LA GRANDE NACRE
Pinna nobilis Linné, 1758

Par Anne Ganteaume

 

La grande nacre, également appelée "jambonneau", est le plus grand bivalve (Mollusque, Eulamellibranche) de Méditerranée et c'est ce qui a, en grande partie, contribué à sa raréfaction. On la trouve en France principalement autour des îles méditerranéennes (Iles des Embiez, de Bendor, d'Hyères, de Lérins, Corse), en Sardaigne, sur les côtes yougoslaves, nord-arfricaines etc...

Pinna nobilis peut mesurer jusqu'à 90 ou 100 cm. Sa coquille, dont le bord antérieur est arrondi, est de forme triangulaire, effilée vers le pied et présente des excroissances calcaires sur toute sa surface. Avec le temps, elle se recouvre presque entièrement d'une foule d'organismes (algues, éponges, vers, ascidies, bryozoaires, huîtres...) qui lui procurent un parfait camouflage. Notre nacre a même un locataire à l'intérieur de sa coquille : un petit crabe, le pinnothère. La face interne des valves est recouverte de nacre, surtout vers le pied, ce qui lui a valu son nom.

    

Cette cousine de la moule vit plantée verticalement dans le sable ou dans la matte des herbiers de Posidonie, fixée par son byssus. La coquille est enfoncée par la pointe sur à peu près le tiers de la longueur, en fonction de la taille de l'individu et des conditions du milieu. Elle peut malgré tout effectuer des déplacements lents et limités grâce à son pied, ce qui explique pourquoi on les retrouve à différents niveaux de profondeur selon leur âge : les juvéniles se situeront plutôt à faible profondeur alors que les individus âgés se retrouvent jusqu'à la profondeur de 40 mètres et plus. Contrairement aux moules qui vivent en groupe, la nacre est solitaire et il est rare de rencontrer des individus groupés.

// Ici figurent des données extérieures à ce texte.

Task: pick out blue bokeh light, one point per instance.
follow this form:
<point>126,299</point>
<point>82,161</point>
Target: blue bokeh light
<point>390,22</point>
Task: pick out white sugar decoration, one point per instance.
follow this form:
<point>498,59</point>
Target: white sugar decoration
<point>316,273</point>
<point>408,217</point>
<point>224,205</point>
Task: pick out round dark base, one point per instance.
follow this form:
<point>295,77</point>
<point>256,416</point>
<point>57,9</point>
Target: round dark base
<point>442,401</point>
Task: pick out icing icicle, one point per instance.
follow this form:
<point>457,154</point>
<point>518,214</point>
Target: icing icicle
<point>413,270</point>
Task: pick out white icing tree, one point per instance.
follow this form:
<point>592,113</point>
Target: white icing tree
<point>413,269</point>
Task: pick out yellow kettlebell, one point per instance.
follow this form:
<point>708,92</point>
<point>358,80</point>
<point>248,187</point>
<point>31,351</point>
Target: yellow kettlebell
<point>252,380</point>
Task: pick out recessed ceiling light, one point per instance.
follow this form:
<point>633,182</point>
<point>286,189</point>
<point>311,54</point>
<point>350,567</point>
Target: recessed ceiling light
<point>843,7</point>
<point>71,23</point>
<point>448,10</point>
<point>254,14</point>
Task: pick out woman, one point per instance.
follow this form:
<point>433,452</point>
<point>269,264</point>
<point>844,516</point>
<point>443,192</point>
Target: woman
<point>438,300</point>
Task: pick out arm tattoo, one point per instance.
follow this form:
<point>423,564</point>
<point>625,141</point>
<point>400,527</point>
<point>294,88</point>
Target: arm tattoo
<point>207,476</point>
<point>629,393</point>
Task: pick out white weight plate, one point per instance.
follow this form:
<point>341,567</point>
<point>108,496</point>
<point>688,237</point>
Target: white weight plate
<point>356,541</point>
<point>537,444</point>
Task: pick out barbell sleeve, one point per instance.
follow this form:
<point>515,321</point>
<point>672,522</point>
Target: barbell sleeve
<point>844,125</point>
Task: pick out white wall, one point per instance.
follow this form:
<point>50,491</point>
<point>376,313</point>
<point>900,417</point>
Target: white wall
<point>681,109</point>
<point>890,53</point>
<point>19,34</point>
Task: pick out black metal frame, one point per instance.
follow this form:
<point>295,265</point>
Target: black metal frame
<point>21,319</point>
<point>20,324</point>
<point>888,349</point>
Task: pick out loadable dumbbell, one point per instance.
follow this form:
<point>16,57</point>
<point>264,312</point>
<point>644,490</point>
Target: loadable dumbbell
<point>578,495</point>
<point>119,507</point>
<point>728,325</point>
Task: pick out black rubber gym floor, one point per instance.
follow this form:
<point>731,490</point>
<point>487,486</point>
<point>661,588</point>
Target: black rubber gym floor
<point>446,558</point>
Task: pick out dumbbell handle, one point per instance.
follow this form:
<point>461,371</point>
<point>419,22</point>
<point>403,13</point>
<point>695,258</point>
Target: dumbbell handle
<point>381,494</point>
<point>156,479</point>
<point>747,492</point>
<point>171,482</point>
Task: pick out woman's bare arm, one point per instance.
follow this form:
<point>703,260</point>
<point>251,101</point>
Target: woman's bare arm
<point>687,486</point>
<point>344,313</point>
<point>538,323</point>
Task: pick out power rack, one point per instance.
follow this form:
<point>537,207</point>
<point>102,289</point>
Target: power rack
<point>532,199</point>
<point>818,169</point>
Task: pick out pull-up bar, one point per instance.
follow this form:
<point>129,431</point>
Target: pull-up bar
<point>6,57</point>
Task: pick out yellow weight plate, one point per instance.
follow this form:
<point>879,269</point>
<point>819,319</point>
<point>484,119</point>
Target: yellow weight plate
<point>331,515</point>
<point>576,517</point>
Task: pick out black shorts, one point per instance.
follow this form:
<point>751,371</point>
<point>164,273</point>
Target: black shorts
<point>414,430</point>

On peut surprendre la nacre, valves entrebâillées, en train de filtrer l'eau nécessaire à son oxygénation et à sa nutrition. Sa nourriture se compose de particules en suspension et d'algues unicellulaires de petit diamètre. Sa capacité de filtration n'est pas importante : 6 à 10 litres par jour comparée à la moule qui peut en filtrer jusqu'à 100 litres !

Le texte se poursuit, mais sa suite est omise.